Nie wywarł na nim zbytniego wrażenia fakt, że wampir wykonuje coś w rodzaju striptizu. Bardziej przeraziły go wszystkie reakcje, oklaski i nawoływania gości, którzy to oglądali. Miał nadzieję, że Shanae wie, co robi. |
|
 |
|
Wysłany: Śro 21:37, 04 Maj 2011
|
Zostali zaprowadzeni na najwyższe piętro. Była tam wielka sala balowa, teraz z wyższym podestem na środku. Wielkie okna nie były zasłonięte. W okół podestu były rozłożone siedliska dla szlachciców. Wszystkie światła były zgaszone, tylko podest był podświetlony. Straż zdawała się nie zwracać już uwagi na swoje obowiązki, tylko zaglądali do środka przez okna.

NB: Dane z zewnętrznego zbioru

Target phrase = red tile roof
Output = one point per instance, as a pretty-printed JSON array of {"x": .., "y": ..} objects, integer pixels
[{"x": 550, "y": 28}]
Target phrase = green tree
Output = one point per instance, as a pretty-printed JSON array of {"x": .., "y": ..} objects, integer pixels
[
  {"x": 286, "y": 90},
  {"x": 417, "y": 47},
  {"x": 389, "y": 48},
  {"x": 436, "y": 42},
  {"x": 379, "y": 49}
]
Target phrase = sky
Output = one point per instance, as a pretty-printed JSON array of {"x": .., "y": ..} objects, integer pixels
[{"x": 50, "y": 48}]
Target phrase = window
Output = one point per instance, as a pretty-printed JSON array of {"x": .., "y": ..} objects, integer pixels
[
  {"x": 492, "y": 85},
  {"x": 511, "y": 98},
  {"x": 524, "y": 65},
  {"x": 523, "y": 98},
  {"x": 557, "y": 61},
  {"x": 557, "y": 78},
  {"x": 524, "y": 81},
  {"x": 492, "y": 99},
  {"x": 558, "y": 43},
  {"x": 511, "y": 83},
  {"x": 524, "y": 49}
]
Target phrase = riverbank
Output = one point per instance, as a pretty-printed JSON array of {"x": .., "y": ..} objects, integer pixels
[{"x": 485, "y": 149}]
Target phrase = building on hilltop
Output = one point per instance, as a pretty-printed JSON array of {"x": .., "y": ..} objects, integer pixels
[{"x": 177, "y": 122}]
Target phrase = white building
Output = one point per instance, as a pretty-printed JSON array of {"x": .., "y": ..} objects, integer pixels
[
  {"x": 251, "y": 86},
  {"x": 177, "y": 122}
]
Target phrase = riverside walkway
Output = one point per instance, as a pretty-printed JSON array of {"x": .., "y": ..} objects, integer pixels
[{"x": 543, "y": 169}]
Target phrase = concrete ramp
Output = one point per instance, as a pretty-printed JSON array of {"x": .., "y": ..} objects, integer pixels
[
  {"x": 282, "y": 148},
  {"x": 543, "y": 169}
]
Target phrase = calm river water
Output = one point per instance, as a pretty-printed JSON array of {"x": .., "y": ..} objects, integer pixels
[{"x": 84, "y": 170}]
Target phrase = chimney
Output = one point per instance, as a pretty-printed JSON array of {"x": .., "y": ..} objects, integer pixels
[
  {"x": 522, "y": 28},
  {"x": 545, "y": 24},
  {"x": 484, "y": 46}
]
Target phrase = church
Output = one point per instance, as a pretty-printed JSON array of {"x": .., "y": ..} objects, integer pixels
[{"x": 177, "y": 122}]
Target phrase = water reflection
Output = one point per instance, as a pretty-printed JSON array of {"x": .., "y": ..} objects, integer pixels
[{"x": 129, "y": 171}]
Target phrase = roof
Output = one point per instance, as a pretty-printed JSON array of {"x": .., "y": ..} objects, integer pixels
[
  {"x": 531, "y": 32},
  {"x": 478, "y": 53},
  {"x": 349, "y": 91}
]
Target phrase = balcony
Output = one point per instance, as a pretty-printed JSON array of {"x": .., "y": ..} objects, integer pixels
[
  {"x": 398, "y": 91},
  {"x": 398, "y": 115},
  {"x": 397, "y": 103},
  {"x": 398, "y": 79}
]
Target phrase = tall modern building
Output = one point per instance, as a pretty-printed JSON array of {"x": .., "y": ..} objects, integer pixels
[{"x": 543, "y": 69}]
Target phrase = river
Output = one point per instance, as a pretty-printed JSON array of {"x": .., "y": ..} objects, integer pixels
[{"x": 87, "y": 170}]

Zakapturzona postać weszła na podest. Muzycy zaczęli grać powolną melodię, a postać uniosła dłoń i jednym ruchem zdjęła szatę.

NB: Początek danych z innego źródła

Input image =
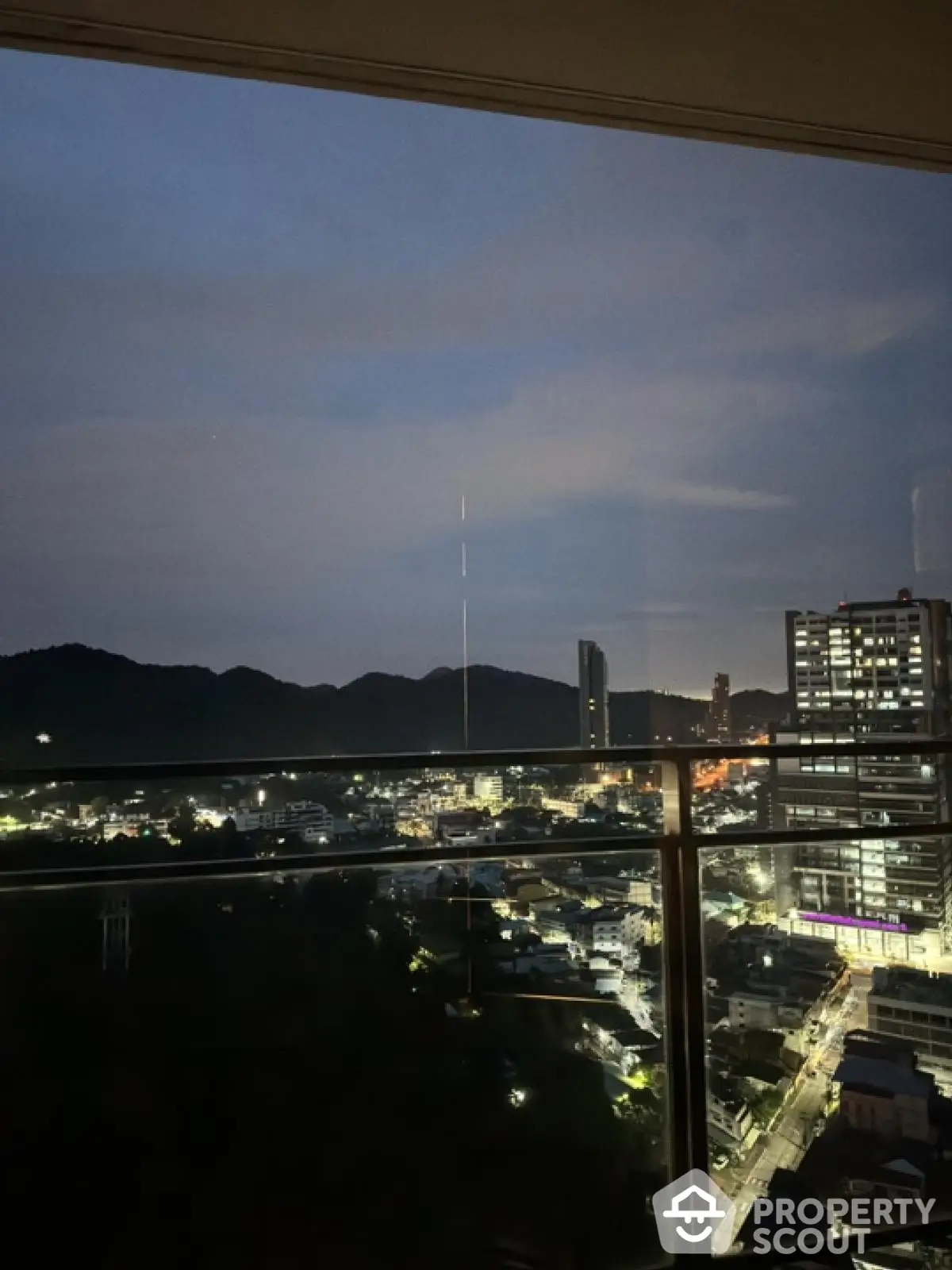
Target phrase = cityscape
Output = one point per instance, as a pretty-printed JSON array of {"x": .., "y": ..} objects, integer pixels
[
  {"x": 456, "y": 565},
  {"x": 829, "y": 1003}
]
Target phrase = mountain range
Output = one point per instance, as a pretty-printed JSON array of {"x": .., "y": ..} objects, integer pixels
[{"x": 98, "y": 706}]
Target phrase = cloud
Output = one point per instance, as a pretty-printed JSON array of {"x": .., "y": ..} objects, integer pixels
[
  {"x": 833, "y": 325},
  {"x": 279, "y": 497}
]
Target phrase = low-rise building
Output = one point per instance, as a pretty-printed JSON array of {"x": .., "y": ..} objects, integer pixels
[
  {"x": 908, "y": 941},
  {"x": 615, "y": 931},
  {"x": 311, "y": 821},
  {"x": 729, "y": 1117}
]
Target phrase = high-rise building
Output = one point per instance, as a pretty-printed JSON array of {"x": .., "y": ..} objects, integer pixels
[
  {"x": 869, "y": 672},
  {"x": 593, "y": 695},
  {"x": 719, "y": 713}
]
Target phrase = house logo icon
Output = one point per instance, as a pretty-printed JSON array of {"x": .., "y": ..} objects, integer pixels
[{"x": 693, "y": 1214}]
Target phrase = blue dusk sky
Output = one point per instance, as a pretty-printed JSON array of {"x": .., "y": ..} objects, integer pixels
[{"x": 257, "y": 341}]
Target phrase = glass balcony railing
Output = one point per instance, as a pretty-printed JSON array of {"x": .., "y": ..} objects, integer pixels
[{"x": 480, "y": 1003}]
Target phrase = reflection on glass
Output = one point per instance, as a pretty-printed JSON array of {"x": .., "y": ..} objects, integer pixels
[{"x": 422, "y": 1064}]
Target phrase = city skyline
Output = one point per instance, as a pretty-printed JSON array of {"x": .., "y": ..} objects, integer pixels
[{"x": 259, "y": 340}]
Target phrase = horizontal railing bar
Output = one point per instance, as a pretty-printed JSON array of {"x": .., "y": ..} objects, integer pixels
[
  {"x": 467, "y": 759},
  {"x": 325, "y": 861}
]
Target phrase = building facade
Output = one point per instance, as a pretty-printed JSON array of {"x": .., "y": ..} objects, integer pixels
[
  {"x": 311, "y": 821},
  {"x": 593, "y": 696},
  {"x": 876, "y": 671}
]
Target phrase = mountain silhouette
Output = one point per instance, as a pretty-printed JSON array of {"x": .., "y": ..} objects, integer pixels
[{"x": 99, "y": 706}]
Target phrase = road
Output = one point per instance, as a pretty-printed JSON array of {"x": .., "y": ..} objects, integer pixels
[{"x": 793, "y": 1132}]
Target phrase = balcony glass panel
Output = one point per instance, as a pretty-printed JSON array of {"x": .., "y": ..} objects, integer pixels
[{"x": 423, "y": 1064}]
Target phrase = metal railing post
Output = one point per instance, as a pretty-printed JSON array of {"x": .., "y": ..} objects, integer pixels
[{"x": 685, "y": 973}]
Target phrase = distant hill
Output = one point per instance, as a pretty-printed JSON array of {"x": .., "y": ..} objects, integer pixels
[{"x": 102, "y": 708}]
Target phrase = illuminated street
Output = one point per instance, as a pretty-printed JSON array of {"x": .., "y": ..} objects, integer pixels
[{"x": 787, "y": 1141}]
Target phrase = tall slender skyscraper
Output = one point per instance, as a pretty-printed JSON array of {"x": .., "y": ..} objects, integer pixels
[
  {"x": 593, "y": 695},
  {"x": 719, "y": 715},
  {"x": 875, "y": 671}
]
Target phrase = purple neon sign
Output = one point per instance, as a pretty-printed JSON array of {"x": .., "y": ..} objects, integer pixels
[{"x": 865, "y": 922}]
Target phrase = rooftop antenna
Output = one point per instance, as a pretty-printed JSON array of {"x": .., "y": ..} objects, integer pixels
[
  {"x": 466, "y": 743},
  {"x": 466, "y": 652}
]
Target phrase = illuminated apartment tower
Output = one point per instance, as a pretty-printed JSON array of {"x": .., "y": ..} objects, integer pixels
[
  {"x": 593, "y": 695},
  {"x": 869, "y": 672},
  {"x": 719, "y": 713}
]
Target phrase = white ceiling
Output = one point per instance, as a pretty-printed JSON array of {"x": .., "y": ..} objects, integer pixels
[{"x": 863, "y": 79}]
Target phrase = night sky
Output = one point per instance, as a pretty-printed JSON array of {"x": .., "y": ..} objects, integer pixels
[{"x": 257, "y": 341}]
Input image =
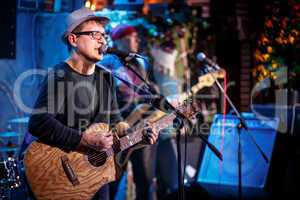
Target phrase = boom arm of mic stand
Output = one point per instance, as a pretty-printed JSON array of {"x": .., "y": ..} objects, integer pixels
[
  {"x": 241, "y": 119},
  {"x": 177, "y": 112}
]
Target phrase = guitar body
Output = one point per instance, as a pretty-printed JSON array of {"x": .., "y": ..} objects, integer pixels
[{"x": 48, "y": 178}]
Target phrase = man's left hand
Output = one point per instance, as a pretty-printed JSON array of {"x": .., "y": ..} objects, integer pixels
[{"x": 150, "y": 135}]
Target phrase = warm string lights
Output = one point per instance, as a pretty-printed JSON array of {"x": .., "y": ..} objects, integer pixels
[{"x": 278, "y": 44}]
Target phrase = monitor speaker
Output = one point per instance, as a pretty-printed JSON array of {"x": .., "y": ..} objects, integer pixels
[{"x": 215, "y": 174}]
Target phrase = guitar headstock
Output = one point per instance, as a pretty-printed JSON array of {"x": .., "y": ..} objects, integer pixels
[{"x": 207, "y": 80}]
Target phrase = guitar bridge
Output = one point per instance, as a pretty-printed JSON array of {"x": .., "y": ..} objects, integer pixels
[{"x": 69, "y": 171}]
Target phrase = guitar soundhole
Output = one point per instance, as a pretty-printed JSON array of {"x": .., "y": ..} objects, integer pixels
[{"x": 96, "y": 158}]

Shanae stał na środku podestu, ubrany w krótkie spodnie i pół-przezroczystą niby szatę, sięgającą do pół uda. Długie buty na delikatnym obcasie i podkreślone oczy dopełniały jego obrazu. Zaczął się ruszać, hipnotyzując szlachciców. Powoli zaczął unosić szatę i opuszczać ją, skupiając na sobie wzrok zebranych. |
|
 |
|
Wysłany: Śro 21:06, 04 Maj 2011
|
Tamashi siedział na jednym z drzew, patrząc na cały teren posiadłości z lekką obawą. Nie wyglądała zbyt radośnie, raczej jak miejsce spotkań przemytników. Smok wolał więc darować sobie podchodzenie bliżej. Kiepsko by było, gdyby ktokolwiek go zauważył, a on nie kwapił się do podpadania obcym ludziom. Został więc na gałęzi, bacznie rozglądając się wokół. |
|
 |
|
Wysłany: Śro 20:59, 04 Maj 2011
|
Następnym ich przystankiem była kolejna rezydencja. Chłopak wyszedł z powozu, lecz jego ubranie i twarz zasłaniał długa, czarna szata a'la płaszcz. Tuż za nim wyszedł starszy wampir, ubrany niczym arystokrata. Czarne, długie włosy miał zaczesane do tyłu, a miodowe oczy patrzyły zimno i z dystansem. Położył on rękę na ramieniu Shanae i poprowadził go do rezydencji.
- Przywiozłem towar - mruknął Kallen do jednego ze strażników. Został natychmiast wpuszczony do rezydencji. |
|
 |
|
Wysłany: Śro 20:49, 04 Maj 2011
|
Tamashi obserwował chłopaka z jednego z krzeseł ustawionych pod ścianą. Ponieważ nie spuszczał z niego oczu, doskonale wyłapał momenty, w których Shanae okradał swoją rozmówczynię. Trzeba mu było przyznać, że miał wprawę. Głupia kobieta o niczym nie miała pojęcia, oczarowana pięknym młodzieńcem.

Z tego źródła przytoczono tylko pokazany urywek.